Hoofdstuk 7, Tekst A
Categorie: Boek > Kosmos > Oude druk
Glaukon, de zoon van Ariston, probeerde voor het volk op te treden. Want hij wilde de stad besturen, nog geen 20 jaar zijnde. Niemand van zijn dierbaren kon hem laten stoppen. Maar alleen Sokrates liet hem stoppen, omdat hij hem welgezind was vanwege zijn afkomst -- want hij was een broer van Plato.
Toen hij hem tegengekomen was, zei hij: "Glaukon, wil jij de stad besturen?"
"Ik wel," zei Glaukon.
"Bij Zeus," zei Sokrates, "dat is mooi. Want zo zul je in staat zijn alles (letterlijk: alle dingen) te krijgen waarnaar je verlangt, en je zult in staat zijn ook je vrienden te helpen, en je zult beroemd zijn in de stad, zoals niemand anders uit jouw geslacht."

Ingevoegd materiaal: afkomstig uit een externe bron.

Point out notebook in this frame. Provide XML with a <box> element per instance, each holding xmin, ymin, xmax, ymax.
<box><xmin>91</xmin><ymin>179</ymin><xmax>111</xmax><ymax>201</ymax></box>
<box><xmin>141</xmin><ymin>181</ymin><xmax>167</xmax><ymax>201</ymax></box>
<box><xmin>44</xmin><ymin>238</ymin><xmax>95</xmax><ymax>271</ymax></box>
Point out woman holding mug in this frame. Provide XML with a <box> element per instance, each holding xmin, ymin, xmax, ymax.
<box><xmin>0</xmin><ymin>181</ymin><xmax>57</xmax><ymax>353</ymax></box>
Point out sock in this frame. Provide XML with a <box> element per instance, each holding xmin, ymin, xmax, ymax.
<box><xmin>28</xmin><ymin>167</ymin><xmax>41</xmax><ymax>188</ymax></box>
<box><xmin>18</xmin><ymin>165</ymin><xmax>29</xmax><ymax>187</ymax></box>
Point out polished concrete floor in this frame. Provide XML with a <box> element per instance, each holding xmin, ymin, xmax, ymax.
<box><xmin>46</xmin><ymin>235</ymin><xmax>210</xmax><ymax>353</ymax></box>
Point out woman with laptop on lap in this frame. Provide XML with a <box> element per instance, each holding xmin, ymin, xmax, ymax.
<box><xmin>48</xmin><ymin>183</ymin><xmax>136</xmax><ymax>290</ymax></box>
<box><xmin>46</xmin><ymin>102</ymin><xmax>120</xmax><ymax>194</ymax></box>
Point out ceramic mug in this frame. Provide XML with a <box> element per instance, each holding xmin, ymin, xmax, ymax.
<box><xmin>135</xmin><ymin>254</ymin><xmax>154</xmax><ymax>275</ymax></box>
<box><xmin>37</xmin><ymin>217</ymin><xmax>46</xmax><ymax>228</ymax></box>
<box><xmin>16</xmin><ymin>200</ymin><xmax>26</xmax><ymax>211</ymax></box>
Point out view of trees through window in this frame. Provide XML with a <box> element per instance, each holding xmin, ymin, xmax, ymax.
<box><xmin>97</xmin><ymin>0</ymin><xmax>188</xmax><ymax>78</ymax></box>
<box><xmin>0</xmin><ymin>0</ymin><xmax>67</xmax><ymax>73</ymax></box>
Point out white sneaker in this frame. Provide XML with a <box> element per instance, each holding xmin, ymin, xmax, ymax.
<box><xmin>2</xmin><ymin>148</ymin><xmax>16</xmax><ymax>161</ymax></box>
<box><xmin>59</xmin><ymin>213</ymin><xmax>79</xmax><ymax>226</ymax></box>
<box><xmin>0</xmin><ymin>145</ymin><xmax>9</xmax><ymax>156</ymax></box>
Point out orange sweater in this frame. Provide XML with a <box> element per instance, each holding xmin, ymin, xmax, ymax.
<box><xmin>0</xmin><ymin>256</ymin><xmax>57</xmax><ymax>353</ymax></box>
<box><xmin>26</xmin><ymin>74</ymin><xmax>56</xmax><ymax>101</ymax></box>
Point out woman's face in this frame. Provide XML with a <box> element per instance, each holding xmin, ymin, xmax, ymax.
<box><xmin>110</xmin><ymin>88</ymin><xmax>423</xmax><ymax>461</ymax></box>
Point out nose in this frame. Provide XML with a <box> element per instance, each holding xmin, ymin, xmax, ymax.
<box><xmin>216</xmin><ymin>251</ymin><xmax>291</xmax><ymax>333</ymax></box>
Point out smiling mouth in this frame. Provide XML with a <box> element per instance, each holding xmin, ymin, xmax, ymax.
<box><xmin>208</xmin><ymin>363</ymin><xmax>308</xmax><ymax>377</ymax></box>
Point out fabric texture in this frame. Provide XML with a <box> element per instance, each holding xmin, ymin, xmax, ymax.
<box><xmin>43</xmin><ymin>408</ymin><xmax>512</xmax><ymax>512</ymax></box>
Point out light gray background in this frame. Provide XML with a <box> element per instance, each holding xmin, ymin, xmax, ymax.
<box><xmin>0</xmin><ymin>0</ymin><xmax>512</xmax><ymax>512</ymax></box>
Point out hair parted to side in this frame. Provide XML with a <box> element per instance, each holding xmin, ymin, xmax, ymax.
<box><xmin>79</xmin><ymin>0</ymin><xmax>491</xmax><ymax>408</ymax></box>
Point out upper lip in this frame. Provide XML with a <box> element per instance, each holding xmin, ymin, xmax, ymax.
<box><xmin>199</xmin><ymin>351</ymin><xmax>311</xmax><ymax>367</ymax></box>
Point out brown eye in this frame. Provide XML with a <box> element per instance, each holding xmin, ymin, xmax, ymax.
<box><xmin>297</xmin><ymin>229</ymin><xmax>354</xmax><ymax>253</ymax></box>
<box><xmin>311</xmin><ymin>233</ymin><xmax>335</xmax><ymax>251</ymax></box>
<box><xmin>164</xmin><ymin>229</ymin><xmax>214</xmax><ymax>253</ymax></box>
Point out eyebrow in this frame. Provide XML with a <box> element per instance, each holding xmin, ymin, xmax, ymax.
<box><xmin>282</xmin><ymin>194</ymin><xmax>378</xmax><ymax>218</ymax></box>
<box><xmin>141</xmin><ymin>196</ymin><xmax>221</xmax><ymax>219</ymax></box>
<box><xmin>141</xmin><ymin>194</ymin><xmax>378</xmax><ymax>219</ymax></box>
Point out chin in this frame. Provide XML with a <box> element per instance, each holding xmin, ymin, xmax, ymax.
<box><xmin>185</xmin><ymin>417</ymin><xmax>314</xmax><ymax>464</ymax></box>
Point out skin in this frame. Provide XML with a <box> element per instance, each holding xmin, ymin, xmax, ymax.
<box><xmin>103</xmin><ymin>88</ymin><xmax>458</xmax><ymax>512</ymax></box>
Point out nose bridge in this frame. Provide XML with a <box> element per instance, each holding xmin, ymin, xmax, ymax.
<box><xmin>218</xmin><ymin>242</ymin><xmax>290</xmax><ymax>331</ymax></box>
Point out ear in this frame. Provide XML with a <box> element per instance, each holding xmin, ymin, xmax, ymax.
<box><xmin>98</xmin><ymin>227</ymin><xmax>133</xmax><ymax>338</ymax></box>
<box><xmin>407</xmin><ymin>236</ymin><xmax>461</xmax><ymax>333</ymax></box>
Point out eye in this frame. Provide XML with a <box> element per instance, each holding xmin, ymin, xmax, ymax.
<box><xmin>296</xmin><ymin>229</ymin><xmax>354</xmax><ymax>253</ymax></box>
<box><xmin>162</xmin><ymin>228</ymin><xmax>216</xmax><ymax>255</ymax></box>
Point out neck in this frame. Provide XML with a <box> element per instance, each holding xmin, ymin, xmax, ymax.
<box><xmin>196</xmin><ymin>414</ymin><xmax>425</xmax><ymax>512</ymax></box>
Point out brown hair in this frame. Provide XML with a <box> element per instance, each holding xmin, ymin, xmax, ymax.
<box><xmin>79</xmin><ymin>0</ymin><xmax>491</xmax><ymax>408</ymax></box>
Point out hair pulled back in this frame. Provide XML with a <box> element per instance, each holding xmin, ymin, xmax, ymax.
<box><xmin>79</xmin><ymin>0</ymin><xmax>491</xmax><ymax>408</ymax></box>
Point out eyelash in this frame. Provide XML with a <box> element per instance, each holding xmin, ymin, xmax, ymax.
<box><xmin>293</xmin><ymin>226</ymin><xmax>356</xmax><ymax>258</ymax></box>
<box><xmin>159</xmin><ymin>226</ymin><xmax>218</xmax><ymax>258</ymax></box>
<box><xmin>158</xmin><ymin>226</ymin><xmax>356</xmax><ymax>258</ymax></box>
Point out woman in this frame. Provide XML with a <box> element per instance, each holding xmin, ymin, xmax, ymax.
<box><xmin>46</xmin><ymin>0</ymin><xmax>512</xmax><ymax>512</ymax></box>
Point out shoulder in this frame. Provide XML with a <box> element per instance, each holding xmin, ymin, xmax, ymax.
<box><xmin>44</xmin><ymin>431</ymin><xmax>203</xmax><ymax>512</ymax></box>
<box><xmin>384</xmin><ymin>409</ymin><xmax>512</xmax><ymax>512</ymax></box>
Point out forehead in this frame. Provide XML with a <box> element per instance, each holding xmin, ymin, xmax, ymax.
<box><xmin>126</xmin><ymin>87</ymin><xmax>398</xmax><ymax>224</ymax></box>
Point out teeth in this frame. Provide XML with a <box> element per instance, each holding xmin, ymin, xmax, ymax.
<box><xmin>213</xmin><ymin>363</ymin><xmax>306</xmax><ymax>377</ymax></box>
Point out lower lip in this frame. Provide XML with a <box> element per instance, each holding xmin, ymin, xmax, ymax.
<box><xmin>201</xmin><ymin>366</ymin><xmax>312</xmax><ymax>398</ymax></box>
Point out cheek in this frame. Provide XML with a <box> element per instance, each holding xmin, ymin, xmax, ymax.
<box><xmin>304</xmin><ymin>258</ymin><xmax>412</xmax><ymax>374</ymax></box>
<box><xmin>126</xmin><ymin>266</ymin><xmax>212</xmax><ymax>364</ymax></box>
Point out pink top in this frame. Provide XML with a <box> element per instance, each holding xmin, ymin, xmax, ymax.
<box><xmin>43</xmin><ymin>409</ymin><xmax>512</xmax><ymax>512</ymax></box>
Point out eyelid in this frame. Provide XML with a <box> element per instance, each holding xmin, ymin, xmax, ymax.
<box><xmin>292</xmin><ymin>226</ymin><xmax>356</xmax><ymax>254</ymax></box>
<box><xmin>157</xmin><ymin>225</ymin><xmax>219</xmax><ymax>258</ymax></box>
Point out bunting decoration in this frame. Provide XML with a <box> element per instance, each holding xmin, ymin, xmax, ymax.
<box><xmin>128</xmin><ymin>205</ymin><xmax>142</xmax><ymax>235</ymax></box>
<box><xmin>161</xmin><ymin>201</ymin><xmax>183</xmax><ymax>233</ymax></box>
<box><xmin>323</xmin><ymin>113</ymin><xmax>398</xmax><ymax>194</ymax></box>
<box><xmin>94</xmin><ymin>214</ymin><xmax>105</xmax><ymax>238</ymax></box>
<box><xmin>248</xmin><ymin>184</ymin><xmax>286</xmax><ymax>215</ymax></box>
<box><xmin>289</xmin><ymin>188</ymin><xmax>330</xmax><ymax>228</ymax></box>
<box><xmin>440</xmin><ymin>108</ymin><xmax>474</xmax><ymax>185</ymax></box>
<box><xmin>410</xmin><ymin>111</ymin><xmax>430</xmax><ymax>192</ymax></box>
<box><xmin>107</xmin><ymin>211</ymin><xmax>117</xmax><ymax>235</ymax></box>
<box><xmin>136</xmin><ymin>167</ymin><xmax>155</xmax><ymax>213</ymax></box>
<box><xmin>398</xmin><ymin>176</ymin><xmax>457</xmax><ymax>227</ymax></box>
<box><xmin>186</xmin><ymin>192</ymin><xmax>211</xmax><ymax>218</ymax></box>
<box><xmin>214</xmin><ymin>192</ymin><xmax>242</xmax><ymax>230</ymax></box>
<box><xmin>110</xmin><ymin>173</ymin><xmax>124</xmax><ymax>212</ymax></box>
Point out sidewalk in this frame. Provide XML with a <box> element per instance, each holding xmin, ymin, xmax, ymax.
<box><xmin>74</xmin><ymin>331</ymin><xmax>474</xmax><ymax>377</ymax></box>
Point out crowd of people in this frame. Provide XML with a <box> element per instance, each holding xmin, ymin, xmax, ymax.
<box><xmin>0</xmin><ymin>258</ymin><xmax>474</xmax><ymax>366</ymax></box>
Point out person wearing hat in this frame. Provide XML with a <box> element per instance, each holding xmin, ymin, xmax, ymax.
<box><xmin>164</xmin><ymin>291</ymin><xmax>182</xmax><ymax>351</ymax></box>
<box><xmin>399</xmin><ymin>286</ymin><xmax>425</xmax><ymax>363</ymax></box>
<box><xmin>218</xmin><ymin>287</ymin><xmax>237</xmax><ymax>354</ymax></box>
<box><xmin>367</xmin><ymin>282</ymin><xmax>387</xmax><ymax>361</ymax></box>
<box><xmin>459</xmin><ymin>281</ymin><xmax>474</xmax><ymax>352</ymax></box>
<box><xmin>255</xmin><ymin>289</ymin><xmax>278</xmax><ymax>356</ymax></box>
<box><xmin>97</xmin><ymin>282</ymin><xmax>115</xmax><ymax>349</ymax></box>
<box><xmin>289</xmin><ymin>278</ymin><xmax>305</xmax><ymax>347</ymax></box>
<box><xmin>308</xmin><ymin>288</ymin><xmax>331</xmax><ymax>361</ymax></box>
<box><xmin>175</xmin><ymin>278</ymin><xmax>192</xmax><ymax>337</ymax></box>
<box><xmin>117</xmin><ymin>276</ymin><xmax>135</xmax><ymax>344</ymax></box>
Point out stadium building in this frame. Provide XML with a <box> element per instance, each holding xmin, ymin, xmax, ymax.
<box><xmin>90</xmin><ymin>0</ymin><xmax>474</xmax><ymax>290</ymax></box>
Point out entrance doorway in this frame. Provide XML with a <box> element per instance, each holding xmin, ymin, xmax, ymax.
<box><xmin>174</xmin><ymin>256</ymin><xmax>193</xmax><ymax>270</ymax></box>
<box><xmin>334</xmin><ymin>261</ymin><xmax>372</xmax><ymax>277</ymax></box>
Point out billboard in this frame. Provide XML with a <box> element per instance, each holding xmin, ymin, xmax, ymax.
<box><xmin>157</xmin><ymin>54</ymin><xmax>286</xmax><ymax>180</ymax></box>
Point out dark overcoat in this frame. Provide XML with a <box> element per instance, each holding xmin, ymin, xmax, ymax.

Toen Glaukon dat nu hoorde, was hij trots en bleef met plezier bij Sokrates. Daarna zei Sokrates: "moet jij dan niet de stad helpen, als je geerwd wilt worden?"
"Jazeker," zei hij.
"Bij de goden," zei Sokrates, "zeg me, hoe kun je de stad helpen?"
Glaukon zweeg lange tijd en kon niets zeggen. Tenslotte zei Sokrates: "Luister dan naar me; als je een vriend wilt helpen, probeer je hem rijker te maken; en als je de stad wilt helpen, moet je dan niet proberen haar rijker te maken?"
"Jazeker," zei Glaukon.
"Is dan niet de stad rijker, als ze meer inkomsten ontvangen heeft?"
"Dat is in ieder geval waarschijnlijk," zei hij.
"Zeg dan," zei Sokrates, "waarvandaan zijn/komen de inkomsten voor de stad? Want dat moet jij weten."
"Maar bij Zeus," zei Glaukon, "dat kan ik niet zeggen want ik weet het niet."
Sokrates zei: "Wat is dat, Glaukon? Hoe kun jij de stad besturen, als je dat niet weet?"